Ese día no se encontraba nada bien. Fuimos andando por la nieve al edificio Secession -para ver el Friso de Beethoven de Klimt- y al regresar al albergue ella apenas podía respirar. Se metió en cama y me hizo prometerle que haría lo que ella quisiera. Por supuesto yo estaba dispuesto a cuidarla, velarla, comprar medicinas, raptar un médico, sobornar al hospital, fugarme con una ambulancia.

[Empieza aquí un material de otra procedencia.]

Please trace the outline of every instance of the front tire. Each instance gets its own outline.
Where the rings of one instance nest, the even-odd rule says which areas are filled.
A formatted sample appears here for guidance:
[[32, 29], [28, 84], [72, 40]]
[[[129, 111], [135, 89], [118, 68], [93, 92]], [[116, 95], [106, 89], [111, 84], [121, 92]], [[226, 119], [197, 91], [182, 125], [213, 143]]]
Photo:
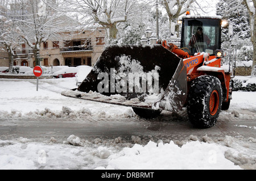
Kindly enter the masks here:
[[191, 85], [188, 98], [188, 115], [196, 127], [214, 126], [220, 115], [222, 100], [221, 84], [213, 76], [196, 78]]

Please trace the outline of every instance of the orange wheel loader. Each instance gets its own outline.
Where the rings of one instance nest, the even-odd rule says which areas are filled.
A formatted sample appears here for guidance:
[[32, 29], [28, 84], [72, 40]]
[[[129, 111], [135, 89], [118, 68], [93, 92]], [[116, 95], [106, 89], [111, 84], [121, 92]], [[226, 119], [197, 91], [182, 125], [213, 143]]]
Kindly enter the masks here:
[[166, 40], [109, 46], [82, 84], [62, 95], [131, 107], [147, 119], [187, 107], [195, 126], [211, 127], [229, 107], [235, 70], [236, 46], [225, 43], [221, 49], [221, 22], [218, 17], [183, 18], [180, 48]]

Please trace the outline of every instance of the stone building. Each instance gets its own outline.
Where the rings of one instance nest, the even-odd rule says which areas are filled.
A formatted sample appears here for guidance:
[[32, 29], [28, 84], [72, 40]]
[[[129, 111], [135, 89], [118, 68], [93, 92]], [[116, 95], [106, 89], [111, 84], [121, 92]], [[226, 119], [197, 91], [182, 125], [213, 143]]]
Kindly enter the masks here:
[[[41, 65], [93, 66], [104, 50], [105, 30], [87, 30], [72, 33], [72, 35], [65, 32], [63, 37], [65, 37], [65, 33], [68, 40], [48, 40], [41, 44]], [[32, 49], [26, 44], [20, 45], [19, 49], [14, 52], [14, 65], [35, 67], [35, 58]], [[9, 66], [6, 52], [0, 49], [0, 66]]]

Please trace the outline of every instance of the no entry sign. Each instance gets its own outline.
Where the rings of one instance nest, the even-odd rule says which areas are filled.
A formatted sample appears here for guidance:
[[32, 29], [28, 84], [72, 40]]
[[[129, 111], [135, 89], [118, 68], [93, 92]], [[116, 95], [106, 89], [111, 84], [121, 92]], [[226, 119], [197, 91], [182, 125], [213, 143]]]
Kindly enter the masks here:
[[39, 66], [37, 66], [36, 67], [35, 67], [34, 68], [34, 74], [37, 77], [41, 77], [42, 75], [43, 75], [43, 69]]

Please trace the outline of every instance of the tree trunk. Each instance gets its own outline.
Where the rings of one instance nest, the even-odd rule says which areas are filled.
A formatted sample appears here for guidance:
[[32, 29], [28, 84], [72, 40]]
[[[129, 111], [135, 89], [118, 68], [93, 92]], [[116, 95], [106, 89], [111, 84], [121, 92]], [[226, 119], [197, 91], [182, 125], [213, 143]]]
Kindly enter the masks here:
[[[254, 13], [254, 19], [253, 28], [251, 28], [251, 30], [253, 30], [253, 32], [251, 33], [252, 35], [251, 38], [253, 45], [253, 63], [251, 69], [251, 77], [256, 77], [256, 12]], [[251, 23], [251, 24], [253, 24], [253, 23]]]
[[117, 36], [117, 28], [116, 23], [113, 23], [109, 25], [109, 38], [110, 39], [116, 39]]
[[9, 73], [13, 73], [13, 54], [10, 49], [8, 49], [8, 55], [9, 57]]

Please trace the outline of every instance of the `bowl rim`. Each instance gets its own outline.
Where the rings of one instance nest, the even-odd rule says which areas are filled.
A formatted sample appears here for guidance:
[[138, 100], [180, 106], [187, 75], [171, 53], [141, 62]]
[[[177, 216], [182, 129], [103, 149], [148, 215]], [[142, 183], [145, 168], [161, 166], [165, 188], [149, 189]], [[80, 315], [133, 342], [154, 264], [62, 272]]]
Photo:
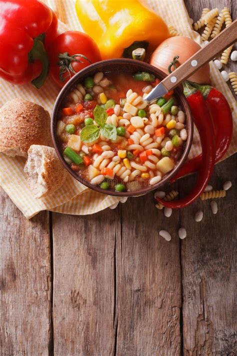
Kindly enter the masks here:
[[[146, 72], [150, 72], [150, 73], [154, 74], [156, 78], [158, 78], [162, 80], [167, 75], [160, 70], [148, 63], [128, 59], [118, 58], [106, 60], [104, 61], [101, 61], [96, 63], [93, 63], [92, 64], [86, 67], [80, 72], [78, 72], [72, 78], [70, 78], [70, 79], [66, 83], [58, 93], [55, 101], [52, 112], [50, 122], [51, 135], [55, 150], [62, 165], [66, 169], [68, 172], [78, 181], [92, 190], [106, 195], [112, 195], [120, 197], [134, 196], [146, 194], [163, 186], [165, 183], [168, 182], [170, 179], [176, 174], [177, 172], [184, 164], [186, 159], [188, 158], [192, 141], [192, 137], [194, 134], [194, 122], [188, 101], [186, 101], [186, 98], [182, 93], [182, 91], [180, 88], [176, 88], [174, 90], [174, 92], [176, 96], [178, 98], [179, 101], [182, 104], [186, 118], [186, 128], [188, 128], [188, 138], [186, 143], [184, 150], [182, 153], [180, 159], [176, 164], [172, 170], [168, 174], [164, 176], [164, 178], [158, 183], [156, 184], [154, 184], [154, 185], [148, 186], [145, 188], [142, 187], [135, 191], [116, 192], [112, 190], [104, 190], [100, 188], [98, 185], [93, 185], [91, 184], [88, 181], [86, 181], [86, 179], [84, 179], [81, 176], [78, 175], [72, 169], [70, 169], [69, 165], [66, 163], [66, 161], [63, 158], [62, 154], [62, 153], [60, 149], [59, 148], [56, 133], [56, 122], [58, 121], [58, 110], [60, 109], [60, 105], [63, 100], [67, 95], [68, 93], [70, 91], [72, 87], [74, 87], [75, 83], [77, 82], [79, 82], [80, 78], [82, 77], [84, 77], [86, 76], [90, 75], [94, 75], [94, 73], [93, 72], [96, 73], [97, 68], [100, 68], [100, 71], [104, 71], [104, 73], [108, 73], [111, 72], [112, 71], [111, 70], [108, 70], [106, 72], [106, 67], [107, 66], [114, 65], [114, 67], [116, 67], [116, 65], [124, 65], [124, 70], [123, 71], [120, 70], [118, 71], [120, 72], [123, 71], [131, 72], [132, 71], [126, 71], [125, 66], [126, 65], [130, 66], [136, 66], [141, 68], [141, 69], [140, 70], [144, 70]], [[104, 70], [102, 70], [101, 67], [104, 67]], [[138, 70], [136, 70], [136, 71], [137, 71]]]

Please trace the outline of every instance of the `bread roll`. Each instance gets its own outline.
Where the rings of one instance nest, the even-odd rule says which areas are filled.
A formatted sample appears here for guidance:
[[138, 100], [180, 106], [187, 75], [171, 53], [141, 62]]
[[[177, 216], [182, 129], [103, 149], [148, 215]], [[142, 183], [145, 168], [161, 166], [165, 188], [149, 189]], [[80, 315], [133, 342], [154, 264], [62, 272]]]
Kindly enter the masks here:
[[32, 145], [52, 146], [48, 113], [20, 98], [7, 102], [0, 109], [0, 152], [27, 157]]
[[29, 186], [36, 198], [58, 190], [64, 183], [66, 171], [54, 148], [32, 145], [24, 168]]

Ella me pidió -mi promesa estaba recién hecha- que me fuese sólo a la ópera. Sólo quería dormir.

Fui al Staatoper con esa barba de dos días y esa cazadora de nieve, gorro y gafas, vaqueros sucios y botas. Sabía que no podía llegar tarde y estaba muy mal de tiempo así que me colé en el metro -en Viena no hay controles, sólo un revisor en toda la ciudad que, por supuesto, me tocó-. Un señor de uniforme me pidió los billetes en alemán y le respondí en inglés que no los tenía. Por favor, bájese del vagón en la siguiente parada -eso si que lo entendí-. Openring, se llamaba la estación. Siete menos seis minutos, la ópera empezaba a las siete. Cuando bajé del metro sabía que no llegaría, y la multa por no pagar el billete encima era altísima. Se me ocurrió entonces enseñarle mi ticket de la ópera al revisor y le señalé la hora. Si me ponía la multa no llegaría a la ópera, así que sin más me dejó marchar.

Entré en el teatro medio minuto antes de que saliese el director y todo el mundo aplaudiese. Miré a mi alrededor y había unas ¿dos mil personas? en frac y trajes de noche. Me senté.

domingo, 20 de noviembre de 2005

Historias de viajes

Bueno, por fin me he decidido a empezar una serie nueva con fotos viejas, al menos hasta que viaje a Egipto, que será dentro de unas semanas (luego está Roma, iré en enero). Así aprovecho para reordenar los miles de fotos que tengo y contar alguna que otra historia a aquellos que no estáis hartos de oírmelas.